EXTRAIT :
 
- Mademoiselle Mauclair !
Portée par une sourde colère, sa voix avait dominé le brouhaha des conversations. Un silence, mi-étonné mi-réprobateur lui succéda, tandis que tous les regards se tournaient vers cette femme dont les yeux noirs brillaient d'une lueur inquiétante. Vêtue de couleurs sombres, son visage anguleux pincé par une irritation qu'elle maîtrisait visiblement à grand-peine, elle devait approcher la cinquantaine. Coralie se retourna, surprise par l'agressivité de son interlocutrice mais pas encore inquiète. Comment aurait-elle pu imaginer le coup de massue qui allait lui tomber sur la tête ?
- Mademoiselle Mauclair, je voudrais vous parler !
- Je vous écoute…
" Ce n'est pas la peine de hurler comme une folle ! ", eut envie d'ajouter la jeune femme. Bien sûr, elle n'en fit rien et se dirigea calmement vers la visiteuse, qui l'entraîna face au fameux Bateau fantôme, devant lequel elle se planta résolument.
- C'est vous qui avez peint cette aquarelle ?
Tous les regards de l'assistance convergeaient maintenant vers les deux silhouettes. Coralie dévisagea son interlocutrice, interloquée. L'exposition lui étant consacrée, la question paraissait pour le moins saugrenue.
- Oui, évidemment, répondit-elle. Qui voulez-vous que ce soit ? Pourquoi cette question ? poursuivit-elle sans chercher à cacher sa surprise.
- À cause de ceci.
La femme sortit de son sac à main un paquet plat, protégé par un emballage de papier kraft. C'était un livre.

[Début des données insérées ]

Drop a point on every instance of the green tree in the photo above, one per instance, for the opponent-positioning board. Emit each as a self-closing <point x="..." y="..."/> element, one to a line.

Elle le lui présenta bien en face. Comme toutes les personnes qui se trouvaient là, Coralie le découvrit, abasourdie : la couverture de ce livre, qui s'intitulait Entre deux vies, et dont l'auteur se nommait Richard Cordelier, était la copie conforme de la toile qu'elle avait réalisée la semaine précédente. On y retrouvait la silhouette noire du bateau sombrant dans des flots couleur turquoise, avec en toile de fond ce ciel orangé dont elle était si contente.
- Je ne comprends pas, murmura-t-elle, contrariée. Je viens juste de peindre cette toile, et c'est la première fois que je l'expose. Comment peut-elle se retrouver en couverture d'un roman ?
- Ce n'est pas ainsi que je poserais la question, remarqua la femme d'une voix forte en s'adressant à la ronde, mais plutôt : comment peut-on s'attribuer le mérite d'une aquarelle qui a été réalisée il y a près de vingt ans ?
- Vingt ans ?
- Oui, mesdames et messieurs, ce livre a été publié en 1992 ! confirma la femme en brandissant l'ouvrage à la vue de tous. Pour preuve, elle l'ouvrit à la dernière page, où se trouvait ce qu'en jargon d'imprimerie, on appelle " l'achevé d'imprimer " et qui fait mention, entre autres, de la date d'impression de l'ouvrage.
- Vous pouvez tous vérifier !
Gênés, les spectateurs de la scène se taisaient, sans esquisser le moindre geste. Mais c'était vrai. Coralie découvrit, effarée, que ce livre avait été imprimé au second semestre 1992.
Une aquarelle presque en tous points semblable à la sienne existait donc déjà à cette époque. Par quel étrange hasard était-ce possible ? Les yeux rivés sur cette image qu'un autre avait peinte avant elle, elle restait figée dans une totale incompréhension.
- Je vous jure que je n'avais jamais vu cette toile avant cette minute ! dit-elle enfin, troublée.